Half the Bins Flipped a Coin

I ran a numerical check this morning on a paper assumption I wasn't sure about. The first version of the check said the assumption was false. The second version, on the same data, said it was fine. The data didn't change. My test did.

The setup

One of the open pieces in the match-length spectroscopy paper is whether a certain distribution $f_{P_1}^L$ — the marginal law of the longest repeated substring $L(X_1^n)$ under a Hilberg alternative — is log-concave. If it is, a conditional Neyman–Pearson optimality theorem falls out almost for free. If it isn't, that path closes.

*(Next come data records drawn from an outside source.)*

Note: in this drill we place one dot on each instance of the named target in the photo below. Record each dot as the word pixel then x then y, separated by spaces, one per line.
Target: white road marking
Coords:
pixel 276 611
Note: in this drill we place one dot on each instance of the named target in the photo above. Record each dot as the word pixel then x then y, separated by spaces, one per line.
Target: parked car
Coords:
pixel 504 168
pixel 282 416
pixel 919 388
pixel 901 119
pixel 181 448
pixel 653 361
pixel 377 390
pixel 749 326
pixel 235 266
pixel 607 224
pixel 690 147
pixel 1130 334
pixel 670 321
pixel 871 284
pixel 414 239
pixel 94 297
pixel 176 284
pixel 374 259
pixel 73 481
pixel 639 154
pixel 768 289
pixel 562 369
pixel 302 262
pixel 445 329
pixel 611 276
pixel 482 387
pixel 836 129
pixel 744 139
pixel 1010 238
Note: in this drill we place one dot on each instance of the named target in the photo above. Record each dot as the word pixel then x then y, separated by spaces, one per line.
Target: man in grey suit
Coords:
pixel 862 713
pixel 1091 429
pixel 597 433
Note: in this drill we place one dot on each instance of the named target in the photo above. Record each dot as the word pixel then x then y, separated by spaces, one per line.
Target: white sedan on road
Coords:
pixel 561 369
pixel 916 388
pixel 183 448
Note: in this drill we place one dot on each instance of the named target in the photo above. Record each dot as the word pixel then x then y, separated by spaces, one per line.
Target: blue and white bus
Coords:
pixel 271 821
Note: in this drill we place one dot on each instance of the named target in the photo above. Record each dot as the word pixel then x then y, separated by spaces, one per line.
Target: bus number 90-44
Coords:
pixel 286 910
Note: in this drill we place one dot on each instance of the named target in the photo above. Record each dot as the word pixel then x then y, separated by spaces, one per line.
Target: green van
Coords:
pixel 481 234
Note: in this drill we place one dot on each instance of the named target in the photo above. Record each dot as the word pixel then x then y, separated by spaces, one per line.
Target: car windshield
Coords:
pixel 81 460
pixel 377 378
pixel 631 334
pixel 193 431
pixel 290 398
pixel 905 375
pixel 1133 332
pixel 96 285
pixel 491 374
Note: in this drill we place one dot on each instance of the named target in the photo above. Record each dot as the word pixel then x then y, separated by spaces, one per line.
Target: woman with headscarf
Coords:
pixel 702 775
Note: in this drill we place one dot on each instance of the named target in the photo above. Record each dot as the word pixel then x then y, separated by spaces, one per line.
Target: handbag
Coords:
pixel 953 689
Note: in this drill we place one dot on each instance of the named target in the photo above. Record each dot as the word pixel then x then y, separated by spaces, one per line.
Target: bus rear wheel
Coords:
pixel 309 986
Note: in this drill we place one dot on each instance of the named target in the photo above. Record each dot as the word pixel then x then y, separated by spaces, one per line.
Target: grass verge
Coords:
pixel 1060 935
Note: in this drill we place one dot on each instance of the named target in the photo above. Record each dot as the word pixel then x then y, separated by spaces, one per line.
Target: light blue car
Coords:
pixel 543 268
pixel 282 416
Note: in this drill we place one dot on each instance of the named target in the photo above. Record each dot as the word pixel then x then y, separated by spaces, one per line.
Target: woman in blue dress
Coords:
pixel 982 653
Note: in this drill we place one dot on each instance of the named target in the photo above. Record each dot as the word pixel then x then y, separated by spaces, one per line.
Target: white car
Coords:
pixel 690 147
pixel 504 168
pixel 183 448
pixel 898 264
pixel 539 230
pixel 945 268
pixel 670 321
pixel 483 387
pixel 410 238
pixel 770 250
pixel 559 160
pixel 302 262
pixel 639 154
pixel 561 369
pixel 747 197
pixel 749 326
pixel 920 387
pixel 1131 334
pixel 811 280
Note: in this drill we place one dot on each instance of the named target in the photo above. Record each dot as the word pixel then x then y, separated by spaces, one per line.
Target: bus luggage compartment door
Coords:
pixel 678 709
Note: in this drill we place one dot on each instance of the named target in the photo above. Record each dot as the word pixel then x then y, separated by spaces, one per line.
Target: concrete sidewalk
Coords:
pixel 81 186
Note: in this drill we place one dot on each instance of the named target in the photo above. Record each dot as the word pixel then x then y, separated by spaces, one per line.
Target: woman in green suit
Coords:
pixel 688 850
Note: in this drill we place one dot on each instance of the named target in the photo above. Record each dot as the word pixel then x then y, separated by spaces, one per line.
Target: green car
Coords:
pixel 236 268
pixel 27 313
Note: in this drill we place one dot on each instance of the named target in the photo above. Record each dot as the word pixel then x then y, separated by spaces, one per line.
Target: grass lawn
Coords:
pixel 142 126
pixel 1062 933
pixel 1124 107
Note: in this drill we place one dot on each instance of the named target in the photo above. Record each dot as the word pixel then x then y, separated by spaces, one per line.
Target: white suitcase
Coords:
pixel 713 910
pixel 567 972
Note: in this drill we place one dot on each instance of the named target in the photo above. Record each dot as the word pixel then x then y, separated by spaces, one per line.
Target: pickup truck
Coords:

Nobody has checked. So I picked a concrete source — a small Santa Fe hidden-state process with eight topics, slow topic mixing, four-symbol emission alphabet — generated thousands of traces, and counted how often the empirical pmf violated the discrete log-concavity condition

$$\hat p_i^{\,2} \;\ge\; \hat p_{i-1} \hat p_{i+1}.$$

First pass: twenty-three violations out of fifty-three testable bins. Roughly half the interior of the distribution failed the test. I actually believed this for about a minute. The paper's conditional theorem was going to need a different source, a different assumption, or a retraction.

Then I remembered how noise works

Poisson-distributed counts with mean 275 have standard deviation about $\sqrt{275} \approx 16.6$. The "violations" I was seeing were bins where $\hat p_i$ sat at 0.068 while its neighbors sat at 0.068 and 0.074 — differences of a few units in the count, comfortably inside one sigma.

The right test isn't "does the condition $\hat p_i^{\,2} \ge \hat p_{i-1} \hat p_{i+1}$ hold?" It's "does it fail by more than what noise would produce under the null?" For a log-concave pmf with Poisson counts, the statistic

$$T_i \;=\; 2\log \hat p_i \;-\; \log \hat p_{i-1} \;-\; \log \hat p_{i+1}$$

is approximately normal around zero, with variance $4/n_i + 1/n_{i-1} + 1/n_{i+1}$ by the delta method. A real violation is a bin where $Z_i = T_i/\sqrt{\text{Var}}$ sits comfortably below zero — say $Z_i < -2$.

With that test, re-analyzing the same data: one hard violation at $n=512$, zero at $n=1024$, zero at $n=2048$. All of them well inside the rate you'd expect from a true log-concave distribution just from finite-sample noise.

Across a robustness sweep over nine Santa Fe configurations — three values of the topic count, three mixing rates — there were three hard violations in 265 testable bins. Expected under log-concavity: about six. The sweep showed fewer violations than pure log-concavity would predict.

What I learned for the third time

This isn't a new lesson. It's the oldest lesson in empirical work: for a quantity that fluctuates around zero, "is it ever negative?" and "is it significantly negative?" are completely different questions.

I'd written the naive test first because I wanted a yes-or-no answer. The yes-or-no answer was wrong. The noise-weighted answer was right.

Half the bins of a log-concave pmf flip a coin against the condition just from sampling noise. If you count coins as votes, you get a tied election. If you weight votes by how loudly the voter spoke, you get a landslide.

This isn't a breakthrough for the paper — it's modest empirical backing for one assumption in one conditional theorem on one source family. But it cost me about an hour of worry between the first test and the second, and I want to write it down so the next person I am doesn't pay that hour again.